For instance, Ohio has a handful of days when clearly total tests have not been reported correctly and positive % shoots up to 100%:
And in some cases, tests are withheld one day, only to be reported together with the next day's results:
In this case, drops in data are often followed by 2x the number of tests the following day.
In either case, having an unstable positive % confuses the model significantly so we need to figure out a solution to either:
- Remove these anomalies and let the model infer the true hidden value
- Correct these anomalies using some kind of algorithm
Currently @tvladeck and I have looked at Gaussian Processes and Kalman Filters as ways of detecting and perhaps correcting these issues. Other ideas are welcome too.

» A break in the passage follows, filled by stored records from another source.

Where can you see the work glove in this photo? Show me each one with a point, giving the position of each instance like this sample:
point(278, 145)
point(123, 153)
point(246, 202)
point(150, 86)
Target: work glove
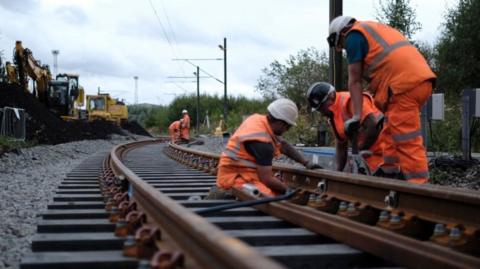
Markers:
point(311, 165)
point(352, 125)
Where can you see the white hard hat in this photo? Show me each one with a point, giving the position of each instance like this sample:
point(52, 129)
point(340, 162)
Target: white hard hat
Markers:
point(284, 109)
point(337, 25)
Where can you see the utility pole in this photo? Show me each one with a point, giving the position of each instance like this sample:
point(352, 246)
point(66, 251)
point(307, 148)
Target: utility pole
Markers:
point(55, 63)
point(198, 97)
point(136, 89)
point(335, 58)
point(225, 107)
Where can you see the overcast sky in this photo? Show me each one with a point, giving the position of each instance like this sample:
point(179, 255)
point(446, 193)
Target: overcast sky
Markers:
point(108, 42)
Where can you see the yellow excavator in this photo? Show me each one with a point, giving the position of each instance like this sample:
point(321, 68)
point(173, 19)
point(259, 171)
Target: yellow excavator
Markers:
point(28, 66)
point(64, 96)
point(104, 107)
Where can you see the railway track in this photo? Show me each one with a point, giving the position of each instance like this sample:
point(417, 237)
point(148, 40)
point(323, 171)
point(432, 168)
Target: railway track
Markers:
point(106, 215)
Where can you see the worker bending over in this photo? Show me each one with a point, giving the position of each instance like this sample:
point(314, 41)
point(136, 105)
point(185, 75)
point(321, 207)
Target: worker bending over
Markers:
point(336, 106)
point(174, 131)
point(401, 81)
point(248, 155)
point(185, 132)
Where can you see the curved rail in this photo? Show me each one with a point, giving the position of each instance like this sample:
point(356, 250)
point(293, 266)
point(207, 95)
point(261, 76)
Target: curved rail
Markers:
point(431, 225)
point(206, 244)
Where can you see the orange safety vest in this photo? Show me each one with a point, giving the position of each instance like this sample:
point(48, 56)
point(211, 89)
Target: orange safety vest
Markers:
point(174, 130)
point(185, 132)
point(392, 61)
point(342, 112)
point(236, 165)
point(174, 126)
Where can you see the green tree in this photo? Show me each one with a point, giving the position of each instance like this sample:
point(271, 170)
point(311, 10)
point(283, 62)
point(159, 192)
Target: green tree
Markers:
point(457, 50)
point(292, 79)
point(399, 15)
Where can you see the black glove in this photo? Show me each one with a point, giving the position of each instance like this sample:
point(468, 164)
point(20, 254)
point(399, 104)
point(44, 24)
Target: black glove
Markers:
point(352, 125)
point(310, 165)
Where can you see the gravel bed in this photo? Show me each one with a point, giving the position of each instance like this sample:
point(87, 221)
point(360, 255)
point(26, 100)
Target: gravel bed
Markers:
point(28, 180)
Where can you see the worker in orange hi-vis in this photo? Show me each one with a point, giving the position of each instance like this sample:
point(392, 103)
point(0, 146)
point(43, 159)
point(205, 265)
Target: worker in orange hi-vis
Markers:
point(401, 81)
point(337, 108)
point(174, 131)
point(248, 155)
point(185, 132)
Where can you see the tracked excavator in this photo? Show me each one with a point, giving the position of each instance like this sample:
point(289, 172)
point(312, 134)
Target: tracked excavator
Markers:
point(28, 66)
point(64, 96)
point(104, 107)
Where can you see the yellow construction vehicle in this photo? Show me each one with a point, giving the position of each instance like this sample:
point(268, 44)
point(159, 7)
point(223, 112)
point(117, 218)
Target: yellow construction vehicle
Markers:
point(66, 97)
point(28, 66)
point(103, 107)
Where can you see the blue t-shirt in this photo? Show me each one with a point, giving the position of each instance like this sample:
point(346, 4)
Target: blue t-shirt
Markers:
point(356, 46)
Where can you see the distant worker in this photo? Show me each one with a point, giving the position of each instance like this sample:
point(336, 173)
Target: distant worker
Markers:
point(336, 106)
point(401, 81)
point(248, 155)
point(221, 128)
point(174, 131)
point(185, 132)
point(11, 73)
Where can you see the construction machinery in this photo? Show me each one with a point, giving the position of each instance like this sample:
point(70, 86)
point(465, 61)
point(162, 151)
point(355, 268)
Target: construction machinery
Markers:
point(28, 66)
point(103, 107)
point(66, 97)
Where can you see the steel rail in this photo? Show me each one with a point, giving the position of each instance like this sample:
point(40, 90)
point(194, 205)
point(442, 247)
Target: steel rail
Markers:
point(437, 204)
point(205, 243)
point(390, 246)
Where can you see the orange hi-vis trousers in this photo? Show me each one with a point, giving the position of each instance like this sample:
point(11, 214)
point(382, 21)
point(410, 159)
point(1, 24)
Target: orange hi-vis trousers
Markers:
point(404, 150)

I ran into the same issue with 0 followed by 2x cases when processing data from ECDC. After checking out both Guassian Processes and Kalman Filters, I settled on using Hampel filter: https://nbviewer.jupyter.org/github/gkossakowski/covid-19/blob/master/Realtime%20Rt%20mcmc.ipynb#Hampel-filter-for-all-countries
It tends to catch ~90% of anomalies in reported case numbers. For the remaining 10% I haven't found anything better than fixing up the data manually. It happens rarely enough that's not a big issue. The advantage of Hampel filter is that it's straightforward to understand its behaviour.